The reader’s experience and the non-reproducibility of interpretations are often put forward as arguments against visual analysis. We obtained an interobserver agreement of 79% for the whole series, which unsurprisingly increased with the severity of the anomalies. The greatest variations were observed in subtle or doubtful hypometabolism and it is unlikely that automated analysis would have provided better results under these conditions. Moreover, considering the overrepresentation of small FCD2 at the bottom of the sulcus and in the mesial frontal regions, the additional value of automated analysis remains to be demonstrated.

Finally, a substantial proportion of patients (23%) had a PET scan performed while in a peri-ictal state due to the high seizure frequency characteristic of FCD2. We are well aware that an examination performed under these conditions is quite different from that performed during the interictal period as recommended, but frequent seizures are common in our patient population.

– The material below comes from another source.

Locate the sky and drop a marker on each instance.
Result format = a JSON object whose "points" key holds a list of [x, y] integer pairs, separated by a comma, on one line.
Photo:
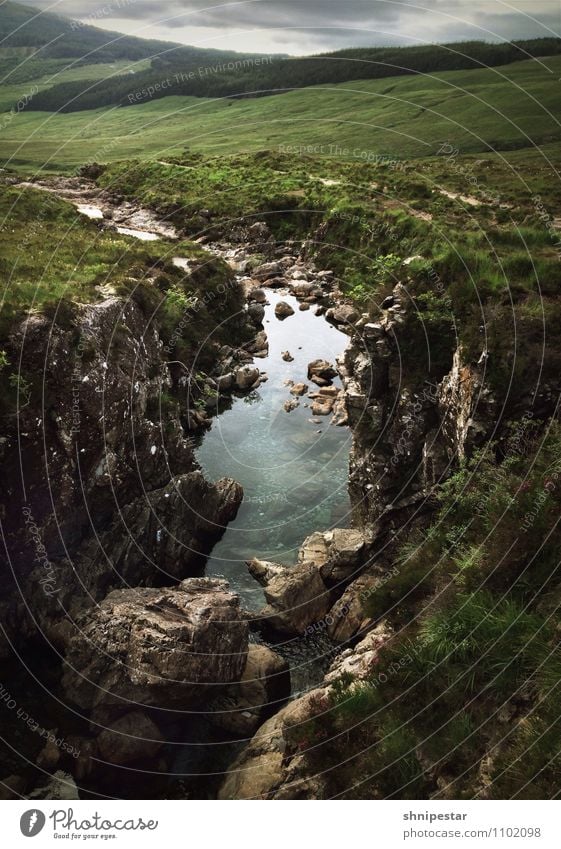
{"points": [[311, 26]]}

We therefore carefully examined the potential effects of these conditions of examination and found a significant relationship between the grade of hypometabolism and time since last seizure, but this did not significantly influence the localization value of PET. However, if a peri-ictal PET scan provides doubtful results, performing a second examination, as was done in one patient in this series, should be discussed.

Conclusion

18F-FDG PET data coregistered with MRI data and integrated with electroclinical data appears particularly helpful in providing accurate localization of FCD2 in a high proportion of patients, and radically influences both the surgical indication and outcome in these patients with severe drug-resistant epilepsies. These benefits lead us to recommend the routine use of PET and systematic coregistration with MRI data in the presurgical work-up of patients with neocortical cryptogenic epilepsy.